Amnesty International's UK campaigns director, Tim Hancock, said: "This appears to make a mockery of President Bush's statements about the need to close down Guantanamo Bay. In addition to strongly urging the President to step in to prevent any extension to this already notorious prison camp, we call on him to speed up the process of closing Guantanamo and of ensuring that all detainees are allowed fair trials or released to safe countries."
Zachary KatzNelson, senior counsel with the group Reprieve, which represents 36 Guantanamo prisoners, argued that public opinion and the courts would ultimately force the US to close the camp down. "If Bush had the choice, he would not shut it, and the men [held there] would never see the light of day, and neither would their stories come out," he said. "The reality is that the world knows too much. He has to shut it down."
The new facility is reported to be modelled on a jail in Lenawee County, Michigan. Commander Durand said Camp 6 will have better recreation and exercise amenities for detainees and integrated medical care. Other facilities at the US naval base on Cuba include Camps 1, 2, 3 and 5, which are maximum-security, single-cell blocks; Camp 4, which is a medium-security, communal living prison; and Camp Iguana, also medium security, which houses detainees cleared for release and awaiting transfer.
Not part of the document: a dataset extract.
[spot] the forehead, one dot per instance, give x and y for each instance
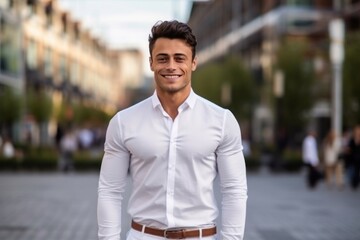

Of all the prisoners ever held at Guatanamo since it was established in January 2002, only 10 have been formally charged. An investigation earlier this year by New Jersey's Seton Hall University showed that, based on the military's own documents, 55 per cent of prisoners are not alleged to have committed any hostile acts against the US, and 40 per cent are not accused of affiliation with al-Qa'ida.
The same documents suggested only 8 per cent of prisoners are accused of fighting for a terrorist group, and that 86 per cent were captured by the Northern Alliance or Pakistani authorities "at a time when the US offered large bounties for the capture of suspected terrorists".
Speaking in the Rose Garden in June following the suicide of three prisoners, Mr Bush said: "I'd like to close Guantanamo, but I also recognise that we're holding some people that are darn dangerous, and that we better have a plan to deal with them in our courts."